Большинство мыслителей, рассматриваемых в книге, были духовенством, но есть также немало мирян и женщин. Однако в предпоследней главе, посвященной теологии в России при коммунизме, мы не находим женщин. Здесь можно было бы упомянуть таких выдающихся личностей, как духовная дочь отца Булгакова Мать Елена (Казмирчак-Полонская) (1902-1992), а также православных философов Татьяна Горичева (род. 1947), прославившаяся перепиской с Хайдеггером, и очень влиятельный мыслитель. и плодовитый писатель Пяма Гайденко (род. 1934).

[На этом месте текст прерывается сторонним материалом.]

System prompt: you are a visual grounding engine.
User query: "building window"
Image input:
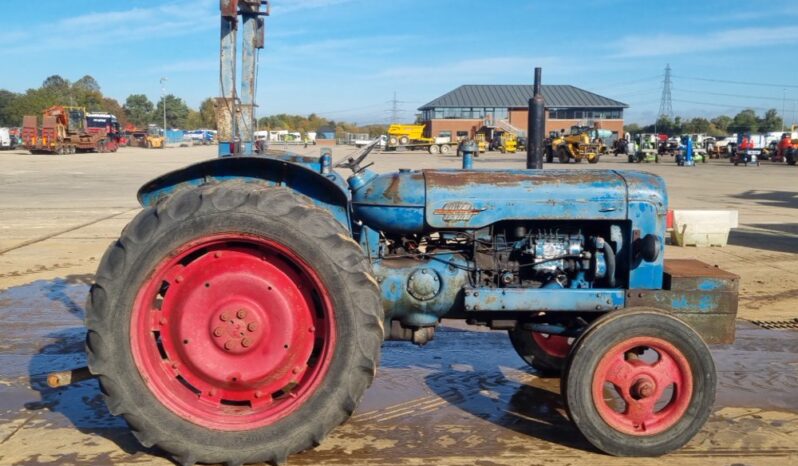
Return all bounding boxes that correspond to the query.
[549,108,623,120]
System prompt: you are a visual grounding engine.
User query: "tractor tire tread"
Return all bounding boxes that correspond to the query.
[85,181,384,465]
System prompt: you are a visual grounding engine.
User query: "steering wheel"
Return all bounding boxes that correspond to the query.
[334,138,380,173]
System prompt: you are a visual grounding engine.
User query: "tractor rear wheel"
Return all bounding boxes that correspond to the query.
[86,182,383,465]
[561,308,717,456]
[507,329,572,375]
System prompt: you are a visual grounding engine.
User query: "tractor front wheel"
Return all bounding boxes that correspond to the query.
[562,308,716,456]
[86,182,383,464]
[508,329,573,375]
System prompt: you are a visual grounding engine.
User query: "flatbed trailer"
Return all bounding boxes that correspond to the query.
[22,107,119,155]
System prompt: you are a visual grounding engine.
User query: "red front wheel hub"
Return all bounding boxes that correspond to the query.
[130,233,335,430]
[592,337,693,436]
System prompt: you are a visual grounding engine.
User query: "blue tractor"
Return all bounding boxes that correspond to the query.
[86,137,738,464]
[78,0,738,465]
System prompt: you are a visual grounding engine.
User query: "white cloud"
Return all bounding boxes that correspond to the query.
[613,26,798,58]
[272,0,355,15]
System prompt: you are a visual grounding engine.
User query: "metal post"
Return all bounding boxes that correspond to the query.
[161,78,169,147]
[216,0,239,157]
[463,141,479,170]
[238,0,260,155]
[526,67,546,170]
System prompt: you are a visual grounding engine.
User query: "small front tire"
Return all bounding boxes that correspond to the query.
[562,308,717,456]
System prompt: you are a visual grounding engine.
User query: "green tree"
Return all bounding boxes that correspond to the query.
[185,109,202,129]
[728,108,759,133]
[0,89,22,126]
[99,97,130,128]
[199,99,216,129]
[72,75,100,92]
[682,118,712,133]
[153,94,189,128]
[42,74,69,92]
[710,115,734,134]
[123,94,157,128]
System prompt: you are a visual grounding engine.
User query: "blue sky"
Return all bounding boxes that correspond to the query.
[0,0,798,123]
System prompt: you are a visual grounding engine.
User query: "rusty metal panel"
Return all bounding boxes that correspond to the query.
[214,97,234,141]
[626,289,737,315]
[424,170,627,228]
[673,312,736,345]
[219,0,238,18]
[663,259,740,293]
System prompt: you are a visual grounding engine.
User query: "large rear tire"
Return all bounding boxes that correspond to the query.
[86,182,383,465]
[561,308,717,456]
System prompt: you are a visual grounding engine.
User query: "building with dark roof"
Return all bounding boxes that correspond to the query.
[419,84,629,142]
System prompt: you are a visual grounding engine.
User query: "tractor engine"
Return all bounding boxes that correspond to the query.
[474,225,614,288]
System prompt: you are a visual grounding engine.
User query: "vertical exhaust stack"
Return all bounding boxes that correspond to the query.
[526,68,546,170]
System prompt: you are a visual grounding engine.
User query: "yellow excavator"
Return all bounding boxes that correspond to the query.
[546,126,607,163]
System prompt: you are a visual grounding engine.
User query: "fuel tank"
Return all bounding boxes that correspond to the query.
[352,170,667,233]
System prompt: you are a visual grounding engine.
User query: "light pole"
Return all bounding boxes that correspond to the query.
[161,78,169,140]
[781,88,787,133]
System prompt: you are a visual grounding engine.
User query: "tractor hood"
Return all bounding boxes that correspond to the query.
[352,170,667,233]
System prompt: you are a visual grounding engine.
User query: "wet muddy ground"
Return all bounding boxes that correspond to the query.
[0,275,798,465]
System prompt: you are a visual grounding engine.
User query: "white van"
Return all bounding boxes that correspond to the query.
[0,128,14,150]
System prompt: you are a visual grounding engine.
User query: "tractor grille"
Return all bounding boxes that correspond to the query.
[751,319,798,330]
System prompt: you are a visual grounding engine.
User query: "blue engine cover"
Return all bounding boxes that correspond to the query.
[352,170,667,233]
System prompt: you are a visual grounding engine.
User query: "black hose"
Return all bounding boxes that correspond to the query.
[604,241,615,288]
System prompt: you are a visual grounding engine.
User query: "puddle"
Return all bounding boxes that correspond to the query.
[0,276,798,464]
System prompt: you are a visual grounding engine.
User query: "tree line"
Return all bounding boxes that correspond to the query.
[258,113,388,138]
[0,75,387,137]
[624,108,784,137]
[0,75,216,129]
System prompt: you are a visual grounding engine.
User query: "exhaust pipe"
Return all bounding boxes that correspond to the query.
[526,67,546,170]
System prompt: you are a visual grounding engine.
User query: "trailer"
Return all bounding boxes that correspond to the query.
[22,105,121,155]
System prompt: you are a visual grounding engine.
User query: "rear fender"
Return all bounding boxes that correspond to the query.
[138,154,352,232]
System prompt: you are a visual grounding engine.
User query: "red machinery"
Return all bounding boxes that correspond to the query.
[22,105,120,155]
[770,133,798,165]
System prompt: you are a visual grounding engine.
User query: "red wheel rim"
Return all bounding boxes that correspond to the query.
[130,233,335,431]
[592,337,693,436]
[532,332,571,358]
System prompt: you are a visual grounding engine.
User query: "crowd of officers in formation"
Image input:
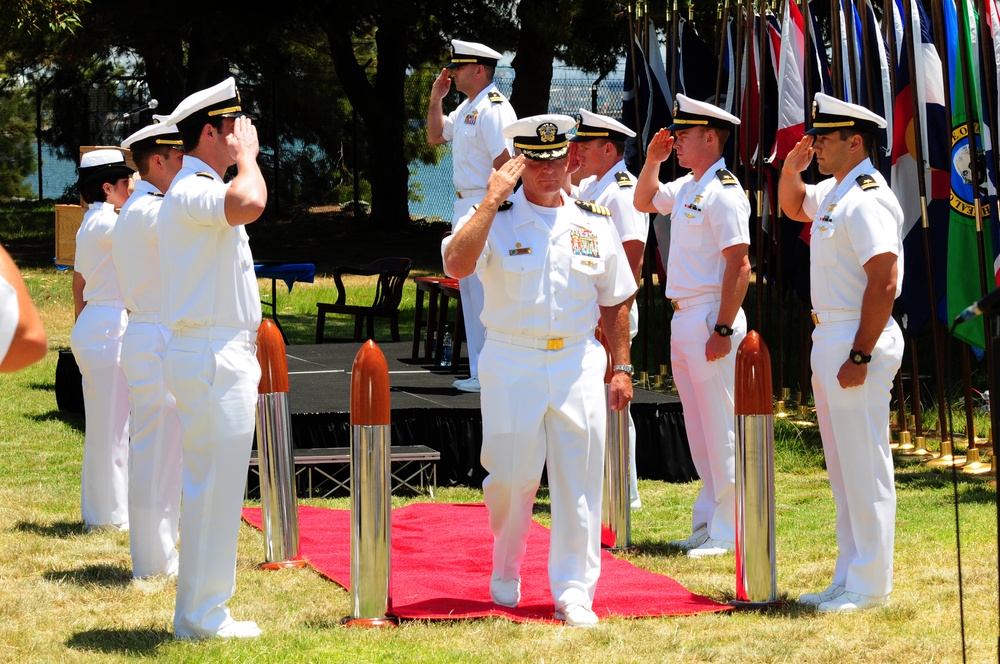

Лаут пишет об этих православных мыслителях, занимаясь их мыслью, связывая их с проблемами нашего времени. Это делает книгу глубоко теологической и заставляющей задуматься. Сильная личная позиция современных православных мыслителей проявляется, среди прочего, в кратких биографических очерках богословов. Это создает ощущение множества личных встреч.

Сложно охватить огромное количество исторического материала, подобного этому, и здесь вкрались некоторые незначительные неточности.Здесь можно упомянуть два из них. Во-первых, Лаут пишет, что, защитив кандидатскую диссертацию по богословию, Флоренский «в мае 1914 года получил ученую степень. Это была переработанная версия этого тезиса, которая была опубликована позже в том же году как Столп и основание истины »(29). На самом деле, «Столп и обоснование истины» был опубликован до того, как Флоренский защитил диссертацию в Московской духовной академии. Для получения ученой степени Флоренскому пришлось пропустить часть своей публикации, посвященную идее Софьи.Ситуация была особенно неоднозначной, потому что общественное обсуждение началось еще до защиты диссертации. Другой вопрос может возникнуть по поводу избрания Русского Патриарха на Московском Синоде 1917/18 г. (Глава 10). Утверждается, что митрополит Антоний Храповицкий «получил наибольшее количество голосов в окончательном голосовании за нового патриарха на синоде 1917/18 года, хотя в конечном итоге выбор епископов был сделан митрополитом Московским Тихоном» (144). Собственно, митрополиту Тихону достался не епископский выбор, а жребий, составленный святым слепым старцем Алексием Зосимовой Пустыни перед Владимирской иконой Божией Матери в присутствии делегатов синода. .

В целом книга крайне актуальна и очень своевременна. Он вносит ценный вклад в нынешнюю переоценку так называемого «общего нарратива» православного богословия двадцатого века, противопоставляя два основных направления: софиологическое и неопатристическое. Анализ Лауса демонстрирует наличие множества богословских течений в мысли современных православных мыслителей во всей их сложности и взаимосвязи.

Книга настоятельно рекомендуется как прекрасное введение в мир современного православного богословия, а также полезное и заставляющее задуматься чтение для экспертов.